Although the spin lock can obtain the lock fastest, it consumes a lot of CPU (because the CPU idling quickly during spin). If the current lock competition is very fierce, for example, 50 threads compete for a lock, 1 thread competes for it, and the other 49 are waiting. With so many threads spinning and idling, the CPU consumption is very high. In this case, change the lock strategy and upgrade it to a heavyweight lock, allowing other threads to block and wait in the kernel (this means that the thread has to temporarily give up CPU resources and the kernel will perform subsequent scheduling).

(PS: Current mainstream operating systems such as Windows and Linux have high scheduling overhead. The system does not promise to complete the specified scheduling within xx time. In extreme cases, the scheduling overhead may be very large.

But there is another real-time operating system (such as vxworks), which can complete task scheduling at a lower cost, but sacrifices more other functions. It is used in special fields such as rocket launches where time accuracy is relatively high. )

If the competition becomes more intense, the spin cannot quickly acquire the lock state. It will expand into a heavyweight lock.

The heavyweight lock here refers to the mutex provided by the kernel.

  1. When a thread performs a locking operation, it first enters the kernel state.
  2. Determine whether the current lock is already occupied by another thread in kernel mode.
  3. If the lock is not occupied, the locking is successful and the user mode is switched back to the user mode.
  4. If the lock is occupied, the lock fails. At this time, the thread enters the lock waiting queue and hangs, waiting to be awakened by the operating system.
  5. After a series of "vicissitudes of life", the lock was finally released by other threads. At this time, the operating system also remembered the suspended thread, so it woke up the thread and let it try to reacquire the lock.

2. Lock elimination

Lock elimination is also a manifestation of "unnecessary, no locking". Different from lock upgrade, lock upgrade is an optimization method made by the JVM during the running phase of the program. Lock elimination is an optimization method during the program compilation stage. The compiler and JVM will detect whether the current code is executed in multiple threads or whether locking is necessary. If it is unnecessary but the lock is written, the lock will be automatically removed during the compilation process.

Some application code may use synchronized unnecessarily. For example, StringBuffer is thread-safe, and each of its key methods has the synchronized keyword added:

Part of the source code of StringBuffer

But there is a problem here: if StringBuffer is used in a single thread, thread safety issues are not involved. There is actually no need to lock at this time. Then the compiler will take action at this time and find that synchronized is not necessary. It will remove synchronized during the compilation stage, which is equivalent to the lock operation not being actually compiled.

StringBuffer sb = new StringBuffer();
sb.append("a");
sb.append("b");
sb.append("c");
sb.append("d");

At this point, every call to append involves locking and unlocking. But if this code is only executed in a single thread, then these locking and unlocking operations are unnecessary, and some resource overhead is wasted.
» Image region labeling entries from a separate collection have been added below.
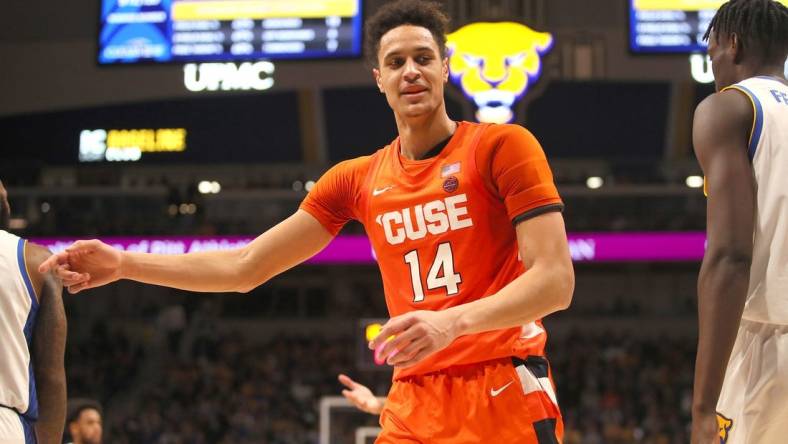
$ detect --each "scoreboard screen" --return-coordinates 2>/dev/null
[98,0,362,65]
[629,0,788,53]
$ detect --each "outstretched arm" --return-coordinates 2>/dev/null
[25,244,66,443]
[692,91,756,444]
[41,210,332,293]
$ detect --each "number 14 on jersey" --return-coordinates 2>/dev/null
[405,242,462,302]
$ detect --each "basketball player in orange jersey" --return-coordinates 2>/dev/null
[42,0,574,444]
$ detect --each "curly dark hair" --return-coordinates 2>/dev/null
[703,0,788,62]
[364,0,449,67]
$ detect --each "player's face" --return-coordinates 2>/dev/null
[71,409,103,444]
[708,30,736,91]
[0,181,11,229]
[373,25,449,118]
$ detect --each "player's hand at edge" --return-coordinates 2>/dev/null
[38,239,121,294]
[369,310,458,368]
[690,411,720,444]
[338,374,383,415]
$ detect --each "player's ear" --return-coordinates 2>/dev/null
[372,68,386,93]
[728,32,744,65]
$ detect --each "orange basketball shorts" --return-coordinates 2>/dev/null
[375,356,564,444]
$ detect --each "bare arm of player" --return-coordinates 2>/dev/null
[370,212,575,367]
[339,374,386,415]
[692,90,756,444]
[40,210,332,293]
[25,243,67,443]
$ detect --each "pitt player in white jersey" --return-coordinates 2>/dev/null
[0,182,66,444]
[692,0,788,444]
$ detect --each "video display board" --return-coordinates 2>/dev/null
[98,0,362,65]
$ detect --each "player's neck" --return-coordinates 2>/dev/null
[397,107,457,160]
[736,63,785,82]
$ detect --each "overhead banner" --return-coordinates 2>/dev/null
[31,232,706,265]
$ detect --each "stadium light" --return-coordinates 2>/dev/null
[684,176,703,188]
[586,176,605,190]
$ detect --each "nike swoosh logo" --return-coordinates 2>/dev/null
[372,185,394,196]
[490,381,514,398]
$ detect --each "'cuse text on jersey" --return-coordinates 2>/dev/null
[375,193,473,245]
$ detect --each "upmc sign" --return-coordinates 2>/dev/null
[183,61,274,92]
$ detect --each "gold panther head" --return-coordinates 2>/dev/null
[446,22,553,123]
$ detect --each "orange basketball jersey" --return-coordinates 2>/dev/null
[301,122,562,379]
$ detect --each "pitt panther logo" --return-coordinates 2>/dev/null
[717,413,733,444]
[446,22,553,123]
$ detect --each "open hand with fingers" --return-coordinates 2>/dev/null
[38,239,122,293]
[369,310,459,367]
[339,374,383,415]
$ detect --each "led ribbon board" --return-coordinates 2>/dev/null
[79,128,186,162]
[446,22,553,123]
[98,0,362,64]
[31,232,706,265]
[629,0,788,53]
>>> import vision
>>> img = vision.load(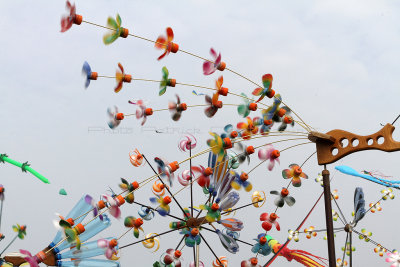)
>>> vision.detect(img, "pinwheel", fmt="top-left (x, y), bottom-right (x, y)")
top-left (369, 201), bottom-right (382, 213)
top-left (381, 188), bottom-right (394, 200)
top-left (221, 124), bottom-right (240, 139)
top-left (192, 165), bottom-right (213, 188)
top-left (213, 256), bottom-right (228, 267)
top-left (203, 48), bottom-right (226, 75)
top-left (304, 226), bottom-right (317, 239)
top-left (129, 148), bottom-right (143, 167)
top-left (151, 181), bottom-right (165, 197)
top-left (107, 106), bottom-right (124, 129)
top-left (103, 14), bottom-right (129, 45)
top-left (150, 196), bottom-right (172, 216)
top-left (374, 244), bottom-right (387, 257)
top-left (270, 188), bottom-right (296, 208)
top-left (154, 27), bottom-right (179, 60)
top-left (251, 234), bottom-right (272, 256)
top-left (124, 216), bottom-right (144, 238)
top-left (288, 229), bottom-right (300, 242)
top-left (386, 251), bottom-right (400, 267)
top-left (216, 229), bottom-right (239, 254)
top-left (354, 187), bottom-right (366, 224)
top-left (237, 117), bottom-right (258, 139)
top-left (85, 195), bottom-right (106, 220)
top-left (251, 191), bottom-right (266, 208)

Lock elimination is generally a relatively conservative optimization method. After all, the compiler must ensure that the elimination operation is reliable. Therefore, lock elimination will only be implemented when it is absolutely certain, otherwise it will still be locked. At this time, other operating strategies will be used to optimize the lock (such as the above lock upgrade).

3. Lock roughening

The granularity of the lock refers to how much code is contained in the synchronized code block. The more code, the greater the granularity; the less code, the smaller the granularity.

Generally, when we write code, in most cases we want the lock granularity to be smaller. (Small lock granularity means less code is executed serially and more code is executed concurrently). If a scenario requires frequent locking and unlocking, the compiler may optimize this operation into a coarser-grained lock, that is, lock coarsening.

In the actual development process, fine-grained locks are used in the hope that other threads can use the lock when the lock is released. But in reality, there may not be other threads to seize this lock. In this case, the JVM will automatically coarsen the lock to avoid unnecessary overhead caused by frequent application and release of locks.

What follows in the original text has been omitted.